Galeria-Krise: Betriebsrat fordert dringend Aufklärung über Mietzahlungsverzug
Galeria: Betriebsrat fordert Aufklärung über Mietverzug

Galeria-Krise: Betriebsrat fordert dringend Aufklärung über Mietzahlungsverzug

Die Warenhauskette Galeria gerät erneut in den Fokus von Unruhe und Kritik, nachdem mehrere Vermieter über ausgebliebene Mietzahlungen für den Monat April berichtet haben. Dies hat zu erheblicher Verunsicherung unter den rund 12.000 Beschäftigten geführt, die nun dringend Antworten von der Unternehmensführung verlangen.

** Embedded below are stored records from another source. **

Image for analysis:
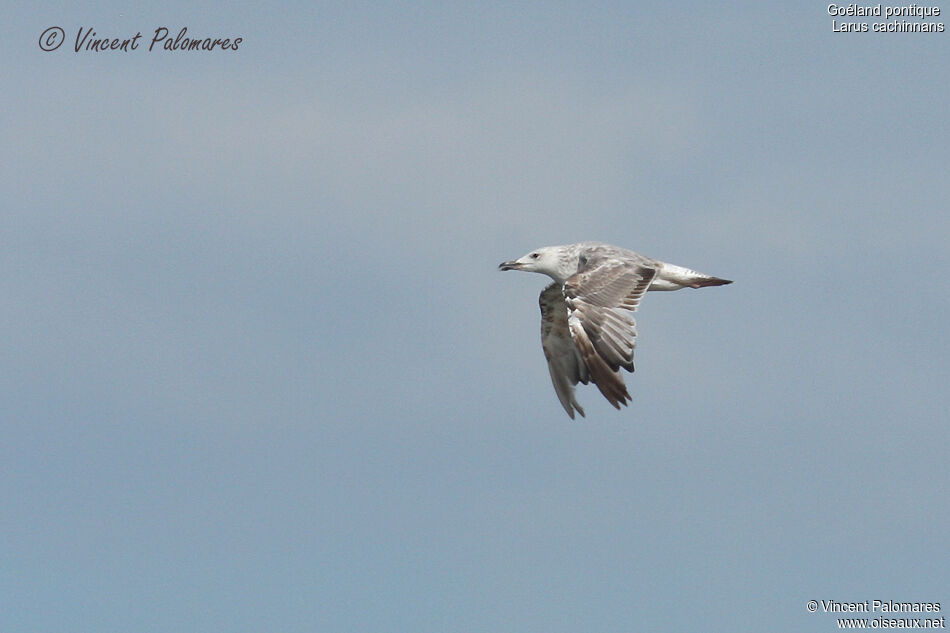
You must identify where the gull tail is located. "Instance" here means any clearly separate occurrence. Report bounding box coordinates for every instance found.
[649,262,732,290]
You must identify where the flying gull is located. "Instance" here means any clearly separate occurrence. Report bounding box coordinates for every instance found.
[498,242,732,419]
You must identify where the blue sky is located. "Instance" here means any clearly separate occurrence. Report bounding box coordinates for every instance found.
[0,2,950,632]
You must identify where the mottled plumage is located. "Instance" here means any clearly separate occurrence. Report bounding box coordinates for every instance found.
[499,242,732,418]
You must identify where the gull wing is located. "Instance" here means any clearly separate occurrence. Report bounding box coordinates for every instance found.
[538,283,590,420]
[563,255,657,409]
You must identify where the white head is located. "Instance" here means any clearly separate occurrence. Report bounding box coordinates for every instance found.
[498,246,567,283]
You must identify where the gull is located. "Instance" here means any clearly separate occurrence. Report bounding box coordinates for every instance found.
[498,242,732,420]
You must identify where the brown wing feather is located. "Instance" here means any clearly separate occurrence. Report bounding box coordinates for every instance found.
[563,259,657,409]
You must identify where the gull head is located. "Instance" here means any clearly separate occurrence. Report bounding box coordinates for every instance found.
[498,246,561,279]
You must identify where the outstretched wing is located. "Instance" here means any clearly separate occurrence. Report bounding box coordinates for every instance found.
[563,256,657,409]
[538,283,590,420]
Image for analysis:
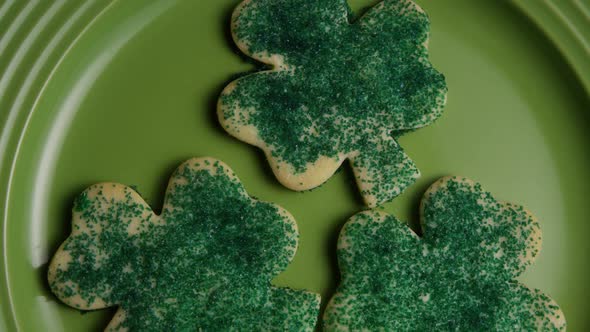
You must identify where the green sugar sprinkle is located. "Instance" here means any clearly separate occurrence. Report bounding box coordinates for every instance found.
[219,0,447,203]
[49,159,319,331]
[324,178,565,331]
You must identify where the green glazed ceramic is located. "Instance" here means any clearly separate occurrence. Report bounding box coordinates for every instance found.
[0,0,590,331]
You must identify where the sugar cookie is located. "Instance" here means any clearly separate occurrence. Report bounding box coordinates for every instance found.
[218,0,447,207]
[48,158,319,331]
[324,177,565,331]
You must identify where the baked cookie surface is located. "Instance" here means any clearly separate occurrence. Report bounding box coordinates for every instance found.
[218,0,447,207]
[48,158,319,331]
[323,177,565,331]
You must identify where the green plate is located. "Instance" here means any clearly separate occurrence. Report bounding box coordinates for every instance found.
[0,0,590,331]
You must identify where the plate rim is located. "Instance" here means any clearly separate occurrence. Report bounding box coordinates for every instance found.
[0,0,590,331]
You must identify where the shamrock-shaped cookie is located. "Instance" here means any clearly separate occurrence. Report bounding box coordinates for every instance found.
[218,0,447,206]
[324,177,565,331]
[48,158,319,331]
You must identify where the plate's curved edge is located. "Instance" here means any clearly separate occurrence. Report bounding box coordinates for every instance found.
[512,0,590,95]
[0,0,117,331]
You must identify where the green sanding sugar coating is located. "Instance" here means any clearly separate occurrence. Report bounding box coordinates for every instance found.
[220,0,447,206]
[324,178,565,331]
[49,159,319,331]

Betriebsrat pocht auf Transparenz

Der Gesamtbetriebsrat von Galeria hat in einem Flugblatt, das der Deutschen Presse-Agentur vorliegt, die Geschäftsführung aufgefordert, sich endlich zur aktuellen Lage zu äußern. „Es reicht, die Belegschaft fordert Klarheit! Wir haben ein Recht darauf“, heißt es in dem Schreiben, das an die Mitarbeiter gerichtet ist. Die Mitarbeitervertretung betont, dass sie selbst keine Informationen zu den Vorgängen habe und kritisiert, dass die Belegschaft ihre Kenntnisse aus der Presse beziehen müsse.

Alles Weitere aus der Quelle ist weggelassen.